We thumped our way back in and began flinging kit all over the place, something that with hindsight probably isn’t advisable when the majority of kit was volatile and could explode in your face. I threw boxes of grenades, Bren gun magazines and medical kit, out towards the sapper, before he launched it towards the relative safety of the greenery of Northern France.

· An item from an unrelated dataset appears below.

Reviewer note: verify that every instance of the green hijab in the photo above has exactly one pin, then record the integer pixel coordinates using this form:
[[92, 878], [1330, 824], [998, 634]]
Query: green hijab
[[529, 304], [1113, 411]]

Quite quickly, the flame began to take hold, first attacking the plethora of smoke that occupied the cabin, before working its way over to have a go at my breathing abilities.
I withdrew from the glider, hoping that we had managed to rid the Horsa of kit and personnel as best we could.
There was little time to get my breath back, never mind contemplate what we had just done. Bent over at the knees, I coughed and retched as I fought against the smoke that I could feel churning around in my lungs, as I felt my haversack slap me in the side of the head.
“Come on, Sir, we better get a move on. There's a party on over there.”
Partially scoffing at his sarcasm, partially choking on the lack of air that I needed to breathe, I grabbed the PHE from his grasp and threw it back over my shoulder, taking my rifle from its resting place next to the tree.
“Come on then, sapper, lead the way.”
He looked delighted that I had asked him to take the lead, even if it was because my lungs probably wouldn’t last much more than a hundred yards or so before collapsing in on themselves.